In Royal Palm Properties, LLC, v. Pink Palm Properties, LLC, (No. 9:17-cv-80476-RLR, Doc. 160, S.D. Fla., 2018 U.S. Dist.), both plaintiff and defendant are real estate brokerage companies in the same area of Florida. After Royal Palm learned that Pink Palm had used the term “Royal Palm Properties” on its website, Royal Palm demanded that the trademark be removed, which Pink Palm complied with. Nonetheless, Royal Palm filed suit against Pink Palm, asserting trademark misuse and seeking damages. Pink Palm counterclaimed trademark cancellation.
Royal Palm tried to have the counterclaim dismissed, but U.S. Judge Robin L. Rosenberg found that a portion of Pink Palm's counterclaim was adequately supported. Justice Rosenberg did bar Pink Palm from asserting that “Royal Palm Properties” was confusingly similar to the “Royale Palms” marks.
Pink Palm also claimed that “Royal Palm Properties” mark was invalid as merely descriptive, as a geographic term.
Royal Palm's expert witness opined that the trademark was instead suggestive and therefore “inherently distinctive,” citing Knights Armament Co. v. Optical Systems Technology, Inc., 654 F.3d 1179, 1188 (11th Cir. 2011).

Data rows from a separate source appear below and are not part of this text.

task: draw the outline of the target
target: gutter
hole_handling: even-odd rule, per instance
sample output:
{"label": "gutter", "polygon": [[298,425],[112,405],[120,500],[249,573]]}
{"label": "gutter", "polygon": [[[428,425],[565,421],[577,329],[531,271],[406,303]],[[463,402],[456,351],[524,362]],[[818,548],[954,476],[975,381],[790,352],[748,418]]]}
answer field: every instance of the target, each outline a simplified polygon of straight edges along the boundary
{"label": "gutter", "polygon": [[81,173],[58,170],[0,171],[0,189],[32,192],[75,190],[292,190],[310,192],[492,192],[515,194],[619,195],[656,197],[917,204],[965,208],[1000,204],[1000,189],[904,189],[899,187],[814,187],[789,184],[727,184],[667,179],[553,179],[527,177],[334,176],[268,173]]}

Justice Rosenberg rejected Pink Palm's claim the mark was merely descriptive, citing case law that “even a descriptive trademark is still entitled to protection.” (Aronowitz v. Health-Chem Corp., 513 F.3d 1229, 1239 (11th Cir. 2008)). Given Royal Palm's opinion evidence of a suggestive trademark, the judge rejected Pink Palm's arguments that the trademark is “unprotectable.”
Being unable to invalidate the mark by category, Pink Palm presented its trademark expert witness, Mark Stein, an attorney, who opined that Royal Palm had misled the Patent Office in its trademark application, failing to disclose that “Royal Palm“ identifies a geographic location, and as a result was improperly granted a trademark.

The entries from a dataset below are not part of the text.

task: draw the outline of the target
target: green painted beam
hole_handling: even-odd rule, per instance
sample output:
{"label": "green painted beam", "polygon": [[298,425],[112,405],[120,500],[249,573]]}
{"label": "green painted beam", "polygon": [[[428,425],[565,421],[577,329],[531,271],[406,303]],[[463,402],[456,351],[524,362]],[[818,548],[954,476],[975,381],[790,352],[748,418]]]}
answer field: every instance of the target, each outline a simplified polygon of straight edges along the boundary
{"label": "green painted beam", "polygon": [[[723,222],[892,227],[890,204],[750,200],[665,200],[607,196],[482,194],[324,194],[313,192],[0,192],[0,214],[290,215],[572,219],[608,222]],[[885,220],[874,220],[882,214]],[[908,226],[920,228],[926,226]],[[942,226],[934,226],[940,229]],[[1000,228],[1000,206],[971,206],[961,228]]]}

Royal Palm moved to strike or disqualify Stein as an expert witness, arguing that he was “akin to a co-counsel” arguing legal theories to the jury.
Justice Rosenberg found that cancellation of the trademark was a decision for the jury, but agreed in part with Royal Palm that Stein's testimony was problematic. If Stein explained to the jury why the Trademark Office should have rejected the trademark application, “he would be testifying to the legal conclusion that the jury must make.” Expert witnesses may not testify to the legal implications of conduct, the judge found, citing Montgomery v. Aetna Cas. & Sur. Co., 898 F.2d 1537, 1541 (11th Cir. 1990).
As well, Justice Rosenberg found that if Stein were allowed to testify as to the various grounds upon which an application could be denied, he would be instructing the jury, which is the court's role. And, Stein could no longer opine about whether the Trademark Office was “misled” as the court had previously dismissed Pink Palm's counterclaims premised on fraud and deceit.
In its defense, although Pink Palm could not find “a single case in which an expert testified on trademark applications or the propriety of the Trademark Office's granting of a trademark,” it cited two patent cases to support its view that Stein's testimony would be appropriate.
Justice Rosenberg found the cited cases unsupportive, except that General Battery Corp. v. Gould, Inc., 545 F. Supp. 731, 758 n.30 (D. Del. 1982), did admit expert witness opinions on general procedure.
Justice Rosenberg excluded Stein's testimony on whether or not Royal Palm's trademark application should have been denied, and excluded any testimony regarding deception or fraud. The judge did allow Stein to testify about Trademark Office procedures generally, the lack of certain information in the application, and potentially any testimony Stein might offer to rebut Royal Palm's expert witness.